The day after the party, the film gets a plug on the Daily Mail, the most viewed website in the UK – albeit in an indirect way. The story itself is about Carla Howe, the British Playboy model whose skimpy outfit at the launch party inspires a 200 word write-up on Mail Online. Casey Batchelor, as it happened, never made it to the launch – she did, however, manage to tweet her excitement to her 318,000 followers on Twitter.

Gauging the success of the industry is difficult to do, as producers like Sothcott are understandably coy about the numbers. What’s clear, though, is that distributors are willing to keep funding these ventures and punters are happy to keep buying them. With the overall DVD market in decline (due to the popularity of online screening services) it’s easier than before for a film like Bonded By Blood 2 to grab a space in the Tesco top 20 – which means the supermarket is obliged to keep stocking it.

Some industry insiders are more skeptical, criticising the viability and fairness of Hereford’s business model. Writers and crew-members have formed groups on Facebook insisting they haven’t been paid for work on films which completed three years ago. They say that producers routinely duck invoices as a way of keeping costs down.

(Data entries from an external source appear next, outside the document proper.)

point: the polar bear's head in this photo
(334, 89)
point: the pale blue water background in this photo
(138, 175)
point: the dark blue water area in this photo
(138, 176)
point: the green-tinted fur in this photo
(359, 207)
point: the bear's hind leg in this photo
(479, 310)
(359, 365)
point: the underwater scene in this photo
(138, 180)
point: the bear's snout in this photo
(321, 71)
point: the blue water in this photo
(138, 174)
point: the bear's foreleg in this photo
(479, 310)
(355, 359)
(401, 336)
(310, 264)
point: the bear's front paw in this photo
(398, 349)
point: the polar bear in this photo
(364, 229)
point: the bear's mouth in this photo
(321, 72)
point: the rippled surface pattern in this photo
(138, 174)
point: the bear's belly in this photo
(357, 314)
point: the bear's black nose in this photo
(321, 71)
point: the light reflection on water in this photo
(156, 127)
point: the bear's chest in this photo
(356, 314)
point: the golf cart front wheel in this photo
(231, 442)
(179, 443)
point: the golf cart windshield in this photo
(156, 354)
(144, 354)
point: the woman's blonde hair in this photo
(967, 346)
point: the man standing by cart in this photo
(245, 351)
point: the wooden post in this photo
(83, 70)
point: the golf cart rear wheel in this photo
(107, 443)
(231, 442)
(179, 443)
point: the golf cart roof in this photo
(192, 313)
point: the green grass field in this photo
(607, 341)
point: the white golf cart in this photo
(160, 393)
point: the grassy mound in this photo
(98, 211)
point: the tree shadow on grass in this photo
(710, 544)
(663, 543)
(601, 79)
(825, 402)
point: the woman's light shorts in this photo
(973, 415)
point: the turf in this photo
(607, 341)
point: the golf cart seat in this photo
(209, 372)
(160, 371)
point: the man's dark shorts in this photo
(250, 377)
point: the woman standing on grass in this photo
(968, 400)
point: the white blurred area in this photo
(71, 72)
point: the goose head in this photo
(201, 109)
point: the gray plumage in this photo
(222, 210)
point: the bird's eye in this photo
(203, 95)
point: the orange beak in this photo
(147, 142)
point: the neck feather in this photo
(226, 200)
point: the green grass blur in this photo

Others talk about a “spinning plates” business model, where pre-financing from one film is used to settle the debts from the last venture – they warn that once the money stops coming, the whole thing will collapse.

Bonded By Blood 2 made the Tesco and ASDA top 20 list. A few spots below sits the official double feature: both Bonded By Blood films for the price of a Wetherspoon’s meal-deal. Greg Hall says there are already whispers of a third film, if someone can come up with a decent script. For Sothcott, there’s no time to celebrate. His next film, We Still Die the Old Way – the final part of a trilogy about a motley crew of East End bruisers returning from their retirement for one last job – begins filming soon. As ever, the clock is ticking.